May 9, 2007
CN Rail has launched a lawsuit against Mohawk protesters who blocked a major Ontario rail corridor for more than a day last month, disrupting freight and passenger traffic.
The land dispute protest near Deseronto that began in the early hours of April 20 disrupted freight between Toronto and Montreal. The disruption blocked the transport of freight worth more than $100 million, said spokesman Mark Hallman.
"We have launched an action to recover the costs associated with the blockade," Hallman confirmed Tuesday. "This represents the first time that CN has served suit for damages arising from a First Nations blockade of its tracks."
CN estimated that about 22 freight trains travel the Toronto-Montreal route every day, but did not specify how much it is asking for in damages.
Hallman said that as part of its action, the company is seeking an extension of a court order that ended the blockade.
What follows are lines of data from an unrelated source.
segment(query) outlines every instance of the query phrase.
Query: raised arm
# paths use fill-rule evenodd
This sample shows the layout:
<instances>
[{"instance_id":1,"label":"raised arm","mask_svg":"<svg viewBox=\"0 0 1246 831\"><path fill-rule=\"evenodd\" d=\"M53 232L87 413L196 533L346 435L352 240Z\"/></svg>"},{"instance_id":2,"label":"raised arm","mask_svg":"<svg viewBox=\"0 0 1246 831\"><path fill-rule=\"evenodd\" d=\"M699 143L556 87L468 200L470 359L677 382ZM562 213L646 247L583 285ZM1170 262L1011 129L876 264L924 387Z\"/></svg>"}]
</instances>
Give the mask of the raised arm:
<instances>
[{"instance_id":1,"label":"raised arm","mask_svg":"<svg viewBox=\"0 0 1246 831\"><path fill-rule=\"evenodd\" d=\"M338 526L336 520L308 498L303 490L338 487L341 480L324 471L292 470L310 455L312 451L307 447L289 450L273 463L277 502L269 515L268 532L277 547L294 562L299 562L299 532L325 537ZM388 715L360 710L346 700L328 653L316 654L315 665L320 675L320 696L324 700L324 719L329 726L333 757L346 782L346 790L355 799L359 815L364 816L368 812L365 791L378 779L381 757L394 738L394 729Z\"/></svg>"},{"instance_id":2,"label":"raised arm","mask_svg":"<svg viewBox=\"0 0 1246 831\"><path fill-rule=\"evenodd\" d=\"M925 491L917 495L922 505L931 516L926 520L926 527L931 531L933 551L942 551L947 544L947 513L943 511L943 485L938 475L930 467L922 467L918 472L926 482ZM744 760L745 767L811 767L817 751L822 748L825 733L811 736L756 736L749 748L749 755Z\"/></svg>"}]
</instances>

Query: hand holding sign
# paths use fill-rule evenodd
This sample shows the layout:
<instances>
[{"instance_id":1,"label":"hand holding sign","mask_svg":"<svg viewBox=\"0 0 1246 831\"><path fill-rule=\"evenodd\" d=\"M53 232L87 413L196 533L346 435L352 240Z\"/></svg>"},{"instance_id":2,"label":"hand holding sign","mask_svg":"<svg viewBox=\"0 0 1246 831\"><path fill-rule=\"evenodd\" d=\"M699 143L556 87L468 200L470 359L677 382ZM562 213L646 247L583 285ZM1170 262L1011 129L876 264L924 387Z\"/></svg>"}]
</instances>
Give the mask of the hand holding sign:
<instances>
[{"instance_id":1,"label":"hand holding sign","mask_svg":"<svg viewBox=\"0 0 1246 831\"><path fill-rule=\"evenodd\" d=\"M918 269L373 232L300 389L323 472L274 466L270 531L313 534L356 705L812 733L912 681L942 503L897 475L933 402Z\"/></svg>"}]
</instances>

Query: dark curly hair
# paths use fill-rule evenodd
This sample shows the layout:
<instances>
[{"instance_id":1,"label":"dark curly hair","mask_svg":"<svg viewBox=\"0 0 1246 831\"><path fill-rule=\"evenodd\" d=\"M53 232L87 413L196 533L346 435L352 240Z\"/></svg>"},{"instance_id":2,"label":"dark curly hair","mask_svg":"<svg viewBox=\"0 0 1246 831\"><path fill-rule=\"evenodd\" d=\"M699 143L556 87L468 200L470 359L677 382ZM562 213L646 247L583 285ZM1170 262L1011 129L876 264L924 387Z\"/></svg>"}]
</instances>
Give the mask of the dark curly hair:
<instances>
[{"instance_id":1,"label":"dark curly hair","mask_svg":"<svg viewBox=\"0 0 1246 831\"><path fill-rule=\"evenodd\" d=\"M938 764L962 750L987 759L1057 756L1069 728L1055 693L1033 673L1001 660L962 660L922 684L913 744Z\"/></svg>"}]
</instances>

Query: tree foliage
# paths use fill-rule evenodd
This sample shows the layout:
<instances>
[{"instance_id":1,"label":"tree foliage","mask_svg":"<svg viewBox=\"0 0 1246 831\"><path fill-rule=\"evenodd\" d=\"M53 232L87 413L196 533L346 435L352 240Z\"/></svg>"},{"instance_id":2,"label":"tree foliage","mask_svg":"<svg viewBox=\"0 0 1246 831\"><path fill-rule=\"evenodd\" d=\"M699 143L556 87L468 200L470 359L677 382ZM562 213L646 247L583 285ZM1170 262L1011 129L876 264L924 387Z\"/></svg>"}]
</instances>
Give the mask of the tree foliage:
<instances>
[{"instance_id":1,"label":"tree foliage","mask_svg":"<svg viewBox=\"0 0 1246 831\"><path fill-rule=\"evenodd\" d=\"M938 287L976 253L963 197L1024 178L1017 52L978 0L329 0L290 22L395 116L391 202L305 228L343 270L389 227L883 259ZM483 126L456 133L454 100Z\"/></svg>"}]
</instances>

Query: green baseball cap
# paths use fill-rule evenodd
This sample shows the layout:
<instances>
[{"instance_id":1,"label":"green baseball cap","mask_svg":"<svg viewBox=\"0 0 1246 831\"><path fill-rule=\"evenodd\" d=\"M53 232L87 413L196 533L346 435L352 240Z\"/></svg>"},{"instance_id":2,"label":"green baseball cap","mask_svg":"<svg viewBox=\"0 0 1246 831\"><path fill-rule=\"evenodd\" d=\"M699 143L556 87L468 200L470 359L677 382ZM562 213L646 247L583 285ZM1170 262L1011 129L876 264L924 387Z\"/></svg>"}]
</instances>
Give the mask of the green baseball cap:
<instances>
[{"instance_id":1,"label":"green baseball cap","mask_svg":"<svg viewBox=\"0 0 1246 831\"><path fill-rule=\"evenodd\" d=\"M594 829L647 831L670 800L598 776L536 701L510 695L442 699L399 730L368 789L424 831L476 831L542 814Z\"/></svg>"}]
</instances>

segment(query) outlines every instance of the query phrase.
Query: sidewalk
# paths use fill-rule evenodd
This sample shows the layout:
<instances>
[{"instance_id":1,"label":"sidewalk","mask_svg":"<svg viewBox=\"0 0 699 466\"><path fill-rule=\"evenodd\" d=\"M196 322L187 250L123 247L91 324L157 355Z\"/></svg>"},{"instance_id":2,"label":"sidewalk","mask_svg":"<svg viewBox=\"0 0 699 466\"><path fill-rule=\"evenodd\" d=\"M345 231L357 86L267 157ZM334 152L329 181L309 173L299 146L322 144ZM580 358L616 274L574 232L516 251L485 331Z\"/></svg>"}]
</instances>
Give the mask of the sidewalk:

That extension would ban future blockades.
Shawn Brant, the main spokesman for the protesters from the Tyendinaga Mohawk Territory on Lake Ontario's Bay of Quinte, is named in the CN lawsuit, which also includes a blockade that people from the reserve staged last year on the same rail line.
"We've sort of looked at this as being a warning to other First Nations communities across the country as well as ourselves that they're quite willing to make our miserable lives more miserable," he said.
The lawsuit also names the Tyendinaga Mohawk Territory band council and several other people from their community.
Chief R. Donald Maracle said the council had nothing to do with the blockade and will ask CN lawyers to remove it from the lawsuit.
The rail blockade disrupted both freight and Via Rail passenger service along the Toronto-Ottawa and Toronto-Montreal rail corridors for about 30 hours.
The protest, which ended when CN served the protesters with a court injunction, was part of an ongoing protest that members have been maintaining for months over privately owned land near Deseronto that the Tyendinaga Mohawks claim is theirs.
Brant faces a number of charges related to the blockade, including mischief. He turned himself in to police on May 3, but has been released on bail.
The band council is in talks with a federally appointed negotiator regarding the land claim, but the protesters say those are proceeding too slowly.